Stein and Robinson are vying to replace term-limited Gov. Roy Cooper, as Democrats try to protect one of their last-remaining footholds in the upper echelons of Southern politics – and attempt to flip the state in what’s also expected to be a hotly contested presidential ballot.
Former President Donald Trump won the Tarheel State in 2016 and 2020, but Biden came within a little more than one percentage point of an upset. Biden’s favorability might have dropped since then, but Republicans could face a harsher backlash in November over their party-line vote to override Cooper’s veto of a 12-week abortion ban, which was passed last year by a GOP legislative supermajority.
Despite their total control of the state legislature, Republicans have been locked out of the governor’s office since Cooper was elected to the first of two terms in 2016, on the same day Trump defeated Hillary Clinton to become the 45th president. Robinson, though exciting for the MAGA base, cuts a similar political figure to Trump, as a bombastic supporter of gun rights and abortion bans, along with a penchant for dabbling in antisemitic, misogynist and anti-LGBTQ rhetoric.
“Whenever they mention my name, they always mention my name in conjunction with social issues and how I hate everybody,” Robinson said at the Conservative Political Action Conference last month. “According to them, I hate everybody. I hate people who walk and talk and walk upright. I hate people who drive cars.
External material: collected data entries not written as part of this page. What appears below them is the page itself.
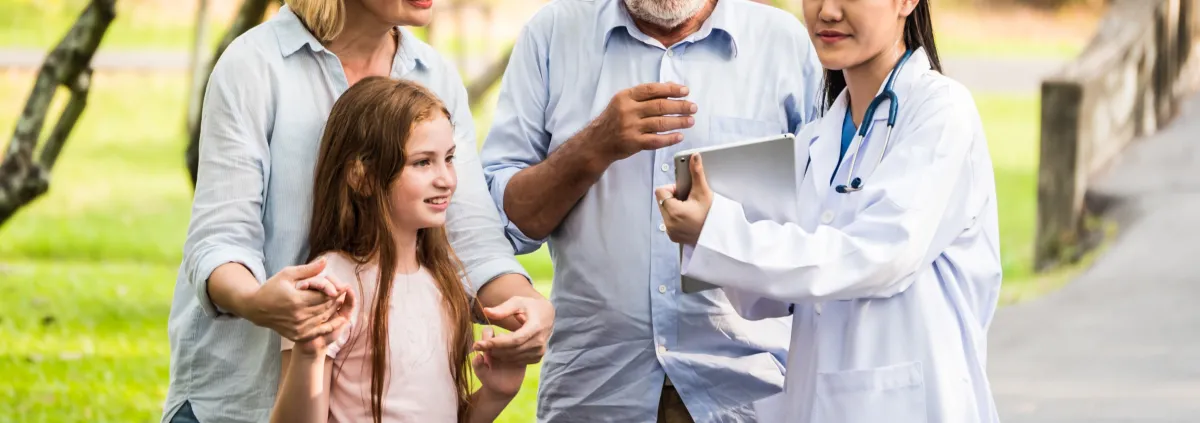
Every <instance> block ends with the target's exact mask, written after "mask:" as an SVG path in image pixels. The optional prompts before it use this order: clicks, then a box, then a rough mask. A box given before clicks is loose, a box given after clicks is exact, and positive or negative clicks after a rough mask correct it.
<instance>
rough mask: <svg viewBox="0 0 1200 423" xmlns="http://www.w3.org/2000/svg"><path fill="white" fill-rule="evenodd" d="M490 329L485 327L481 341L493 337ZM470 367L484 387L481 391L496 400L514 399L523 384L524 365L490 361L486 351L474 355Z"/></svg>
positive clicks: (489, 359)
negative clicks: (484, 391) (498, 398)
mask: <svg viewBox="0 0 1200 423" xmlns="http://www.w3.org/2000/svg"><path fill="white" fill-rule="evenodd" d="M492 330H493V329H492V328H491V327H485V328H484V330H482V336H481V339H484V340H487V339H491V338H492V336H494V334H493V332H492ZM470 365H472V368H473V369H474V370H475V376H476V377H479V382H480V383H482V385H484V387H482V389H486V391H487V392H488V393H491V394H492V395H496V397H497V398H503V399H511V398H512V397H516V394H517V392H520V391H521V383H522V382H524V373H526V365H524V364H515V363H510V362H504V361H497V359H492V357H491V353H490V352H487V351H480V352H479V353H476V355H475V357H473V358H472V361H470Z"/></svg>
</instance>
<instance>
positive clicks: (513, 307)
mask: <svg viewBox="0 0 1200 423" xmlns="http://www.w3.org/2000/svg"><path fill="white" fill-rule="evenodd" d="M518 312H521V308H520V306H518V305H517V304H516V302H514V300H512V299H511V298H510V299H509V300H506V302H504V303H500V305H497V306H487V308H484V316H486V317H487V318H490V320H504V318H508V317H509V316H512V315H515V314H518Z"/></svg>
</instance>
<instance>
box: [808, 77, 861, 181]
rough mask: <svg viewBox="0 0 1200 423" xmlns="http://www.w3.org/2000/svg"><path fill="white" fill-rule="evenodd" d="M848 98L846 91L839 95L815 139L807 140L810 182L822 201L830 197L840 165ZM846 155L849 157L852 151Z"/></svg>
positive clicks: (852, 147)
mask: <svg viewBox="0 0 1200 423" xmlns="http://www.w3.org/2000/svg"><path fill="white" fill-rule="evenodd" d="M847 96H848V94H847V91H846V90H842V91H841V94H839V95H838V100H834V102H833V106H832V107H829V111H828V112H826V114H824V117H822V118H821V124H820V125H821V126H818V127H817V130H816V133H814V137H815V138H812V139H805V141H808V142H809V151H810V153H809V157H810V159H811V160H812V162H811V163H810V165H809V167H810V168H811V169H812V172H811V177H810V178H809V180H810V181H811V184H812V187H814V189H815V190H816V193H817V198H818V199H821V201H824V198H826V196H827V195H829V189H830V187H829V186H830V185H829V177H832V175H833V168H834V166H836V165H838V153H839V151H840V150H841V123H842V119H844V118H845V117H846V100H847ZM851 148H853V145H851ZM846 154H847V155H848V154H850V150H847V151H846ZM834 183H835V184H836V183H838V181H836V180H835V181H834Z"/></svg>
I don’t hate anybody.”
After he described “transgenderism” and “homosexuality” as “filth” in June 2021 remarks that went viral months later, Democrats up and down the ballot called for him to resign. Instead, Robinson doubled down.
“The language I used, I am not ashamed of it,” he told Raleigh TV station WRAL that fall. “I will use it in the future because, again, it is time for parents in this state to take a strong stand for their children.”
Robinson, in social media posts, downplayed the atrocities of Nazi Germany and argued that socialism was – and should have always been – a greater concern than European fascism.
“We often speak of the ‘appeasement’ of Hitler. But the biggest ‘appeasement’ of ALL TIME is how we turned a blind eye to the clear and present danger of MARXISM,” he wrote in 2019.
Stein has deep political roots in the state. His father, Adam, is a celebrated civil rights attorney, who, along with Julius Chambers and James Ferguson, founded the North Carolina’s first integrated law firm.
The Supreme Court’s decision overturning Roe v. Wade, which cleared the way for North Carolina Republicans to pass their abortion ban, is sure to become a focal point of the contest. Robinson has expressed support for even stricter measures while Stein is warning that the GOP could run riot without an even modest check in the governor’s mansion.
“Reproductive freedom is on the line in North Carolina as far-right politicians seek total control over women’s rights to make decisions about their bodies, families, and futures,” Stein said last year after receiving the endorsement of Reproductive Freedom for All, formerly NARAL Pro-Choice America.
Trump officially endorsed Robinson days before the election, but their political similarities run deep. Calling the lieutenant governor, who is Black, “Martin Luther King on steroids” and a “great, natural speaker,” Trump blessed his candidacy over the weekend. (Robinson defeated two other Republican candidates.)
Biden and national Democrats have mostly stayed away from North Carolina so far, in part because of Biden’s wobbly standing in the state. Still, both the presidential and gubernatorial races are expected to be neck-and-neck contests.